Наконец он исчерпал все новости и смолк.
— Ну, тятя, валяй до дому. Успей взять билет.
— Билет? Да ты что? Чтобы я восемь гривен заплатил, их у места надо взять, а семьдесят верст пройти — ноги некупленные…
И с грузом и без груза отец ходил в город только пешком, как ни упрашивал его Сенька не делать этого. Куда там. Ноги некупленные.
— Теперь давай прощаться, — сказал Сенька, — и тебе надо в дорогу, и мне на лекцию.
Отец, нагруженный плетенками, в лаптях и прелых онучах, оставляя следы в чисто вымытом коридоре, вышел в вестибюль и опять остановился, а Сеньке хотелось отца вывести отсюда поскорее. Проходившие студенты, знавшие Сеньку, с любопытством их разглядывали.

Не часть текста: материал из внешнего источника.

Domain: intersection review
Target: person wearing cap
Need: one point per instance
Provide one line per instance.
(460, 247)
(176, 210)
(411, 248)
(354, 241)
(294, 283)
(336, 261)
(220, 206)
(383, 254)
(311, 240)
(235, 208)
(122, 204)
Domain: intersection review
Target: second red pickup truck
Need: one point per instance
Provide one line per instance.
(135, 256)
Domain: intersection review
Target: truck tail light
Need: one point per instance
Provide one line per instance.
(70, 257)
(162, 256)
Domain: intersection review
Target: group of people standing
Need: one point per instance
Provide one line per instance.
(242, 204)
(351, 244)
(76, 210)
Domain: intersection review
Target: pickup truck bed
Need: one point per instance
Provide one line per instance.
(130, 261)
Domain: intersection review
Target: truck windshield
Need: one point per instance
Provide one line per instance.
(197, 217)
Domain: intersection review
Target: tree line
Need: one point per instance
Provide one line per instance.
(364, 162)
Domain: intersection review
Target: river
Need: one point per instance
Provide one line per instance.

И Сеньке было стыдно и досадно, что он стыдился за отца. А тот все стоял. Видно, мысль о Груньке не оставляла его, не давала ему покоя. И он опять заговорил со злобой.
— Ах, бабы! Дуры! Бить их мало. Грунька, как сорока, везде верещит: он, это про тебя, заведует всеми студентами, каждого ставит на любую должность и меня тоже поставит. Пустельга! А из-за нее и тебя люди судят: бросает деньги на ветер… Эх, облюбовал кралю, убил бобра. Парни наши и те ею брезгуют. Трепотни было, этих пересуд, на целую ярмарку! Теперь тряпки выносит на улицу и хвалится: захочу — и женится на мне. Только у меня самой охоты нету, не стою я его. Дура дурой, а сообразила и рассудила по справедливости.
Сенька не верил в такое мелкое тщеславие великодушной Груньки, если что и говорила лишку, то с чужого голоса.
«А вообще-то зря я послал деньги почтой. Надо было с оказией. Впрочем, все равно этот тарарам поднялся бы с получением денег».
Отец посмотрел на обшарпанную куртку сына, на заплатанные туфли и мысленно похвалил его за это: выгоднее ныне прибедняться. Однако не до такой степени, чтобы скрывать от отца свои заработки. Сын читал мысли отца безошибочно.
Они сошли в сад, Сенька проводил отца мимо куртин до железных ворот, выходящих на Арзамасское шоссе. Отец остановился, и на лице его Сенька прочитал такую скорбь, такую глубину разочарования, такую обиду, что ему стало не по себе. Сенька вынул из потайного кармана деньги, скопленные на шубу, и протянул отцу:
— На, возьми на сено.
Лицо отца мгновенно просияло. Он пересчитал деньги, руки его дрожали. Он перевязывал деньги бечевкой, а руки все дрожали, и он не мог с ними совладать. Он завернул деньги в тряпочку, повесил на гайтан к самому сердцу, рядом с нательным крестом, и обнял сына:
— Прощай, сынок… Во, как раз на корм. Так я еще овец прикуплю. Нынче все овец заводят: шерсть в цене. Негоже отставать. Шерсть — в большой чести, люди нахолодались, так хотят и в тепле пожить: варежки, чулочки, то-се, дамочкам вязаные кофточки… Овцы — на что лучше… Вот это подходяще. (Он не отнимал руки от груди, на которой лежали деньги). Бог даст, проживем. Ой, мать милостивая, все заботы, помилуй нас грешных.
Он стал суетлив без меры и словоохотлив.
— Ты тут зря не того… Спрячь окорок-то подальше… Очень ты прост… Ну, с богом…
И пока Сенька стоял, отец все обертывался и с лица его не сходила сладкая, умильная улыбка. И жалкая, и трогательная.